Şayet bu evleri daha takından görmek ya da satın almak isteniyorsa, konuyla alakalı olarak düzenlenen fuarlar takip edilebilir. Bu evlere rastlanabilecek fuarlar arasında CNR Avrasya Boat Show (İstanbul – her yıl Şubat veya Kasım aylarında), Bosfor Boat Show (Marina Edition – genellikle Ekim), Tiny House Show (İzmir, İstanbul, Ankara gibi şehirlerde dönemsel), Karavanist (TÜYAP – İstanbul), Outdoor & Caravan Show (Ankara / İzmir) ve Van Life Expo sayılabilir.
Bonus! Su üstünde yaşama geçişte bunlara dikkat!
Su üstünde yaşamak özgür hissettirse de bazı detayları asla göz ardı etmemek gerekiyor. Nedir bunlar? İşte dikkat edilmesi gerekenler:
Teknik bakım: Tekne motoru, gövde bakımı ve enerji sistemleri düzenli kontrol ister.
Sigorta: Deniz araçları için özel sigorta gerekebilir.
Yasal İzinler: Her ülkenin kıyı ve iç su kuralları farklı olduğundan yasal izin konusuna dikkat etmek gerekiyor.
Sürdürülebilirlik: Gri su yönetimi ve atık sistemleri çevreye zarar vermemeli.

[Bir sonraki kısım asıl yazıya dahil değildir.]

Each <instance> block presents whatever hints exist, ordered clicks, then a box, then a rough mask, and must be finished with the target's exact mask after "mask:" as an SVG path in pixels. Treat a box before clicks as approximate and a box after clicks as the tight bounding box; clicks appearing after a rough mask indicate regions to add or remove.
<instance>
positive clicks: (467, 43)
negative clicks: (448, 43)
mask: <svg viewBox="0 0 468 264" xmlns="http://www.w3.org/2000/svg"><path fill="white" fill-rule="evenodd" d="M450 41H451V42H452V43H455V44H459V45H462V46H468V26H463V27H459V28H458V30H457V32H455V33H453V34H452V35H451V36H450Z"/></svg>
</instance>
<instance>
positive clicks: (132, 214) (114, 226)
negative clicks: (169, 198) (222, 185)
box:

İster bir göl kenarında sakin bir hafta sonu, ister aylarca sürecek bir macera… Tekne evler ve yüzen karavanlar, yazın ruhunu tam anlamıyla yansıtan yaşam alanları olarak öne çıkıyor. Belki de bu yaz siz de “su üstünde bir hayat” fikrini biraz daha yakından düşünmek istersiniz!